Maybe your were too trusting; maybe you didn’t look closely enough at them; maybe the rush of exciting emotions clouded your judgement…or maybe you made them into something that they never really were. And you did that because you wanted to believe in them; you wanted to believe in it all.
I’m a writer, and I have to say that sometimes I wonder if I’m writing “my life” the same as when I’m writing a book or short story. Maybe I write my life to look perfect, be perfect and feel perfect, when in reality, it’s my way of avoiding the truth of someone or something. It’s a dangerous realization when you begin to wonder if it’s real…or if it’s simply the dream of something you’ve always wanted.
It’s happened to me more times than I can count in the last few years, and with each realization comes the ending of a friendship or relationship that I was finally able to see the truth about.

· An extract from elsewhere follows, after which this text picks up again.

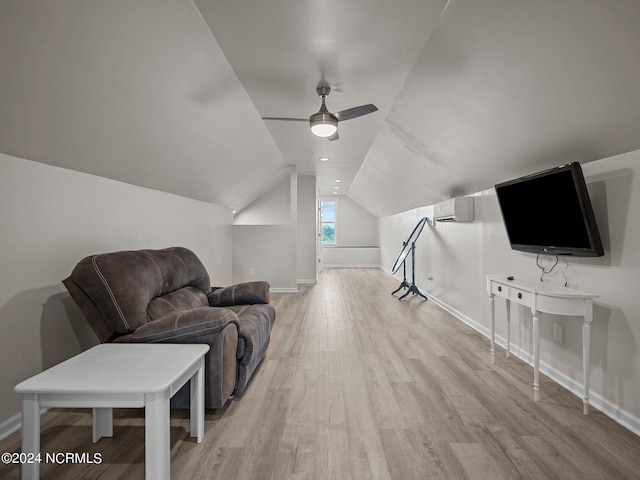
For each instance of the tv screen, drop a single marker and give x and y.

And on the day that those realizations came to fruition, so broke my heart; my emotions felt a level of hurt so great that it took my breath away; and the dream of “what was” turned into the nightmare of “what never was.”
Yet I survived it. I picked myself up, and took all those broken pieces of my heart and soul and began to put them back together. I searched the deepest part of my soul to understand why it happened, and find the lesson it was meant to teach me.

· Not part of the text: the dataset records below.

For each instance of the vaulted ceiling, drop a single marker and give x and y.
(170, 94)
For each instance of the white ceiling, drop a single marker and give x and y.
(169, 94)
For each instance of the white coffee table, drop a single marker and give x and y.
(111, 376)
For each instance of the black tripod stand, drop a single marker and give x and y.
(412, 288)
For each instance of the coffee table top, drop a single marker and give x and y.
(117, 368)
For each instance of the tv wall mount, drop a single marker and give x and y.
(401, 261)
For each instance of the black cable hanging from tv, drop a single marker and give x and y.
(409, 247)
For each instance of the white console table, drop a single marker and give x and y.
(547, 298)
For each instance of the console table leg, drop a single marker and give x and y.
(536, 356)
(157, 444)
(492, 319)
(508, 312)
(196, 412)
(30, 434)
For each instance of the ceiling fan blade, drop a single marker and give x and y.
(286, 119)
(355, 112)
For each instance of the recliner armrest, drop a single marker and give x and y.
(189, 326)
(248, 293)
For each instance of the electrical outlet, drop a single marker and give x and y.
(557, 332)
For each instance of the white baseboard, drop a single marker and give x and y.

I’m still picking up the pieces that were shattered and am learning to distance myself from the people and situations that shattered them in the first place. I’me learning to set up boundaries in my life, and not allow other’s to cross them. I’m finding that “my strength is their weakness, and my weakness is their strength.” And I’m finding that I need to learn to trust other’s when they’ve earned that trust; and that those who lie, deceive and manipulate me are no one that is welcome in my world.
I’m not the only one who goes through this; in fact, I know several people in my life struggling with the same thing: that what they believed to be true had never been true at all.
So often we feel humiliated when this happens, but the truth is that we shouldn’t. Why feel something negative for being kind and compassionate or trusting and loyal? It’s just a lesson, my friends, and a hard one at that, yet with faith in ourselves we can learn from it and move on, stronger than ever.
Don’t beat yourself up for someone else’s shortcomings or hurtful behavior; forgive them, let them go, and move on.
And forgive yourself, because YOU have done nothing wrong.
You simply believed them to be something more than what they were, and they allowed you to see that they weren’t.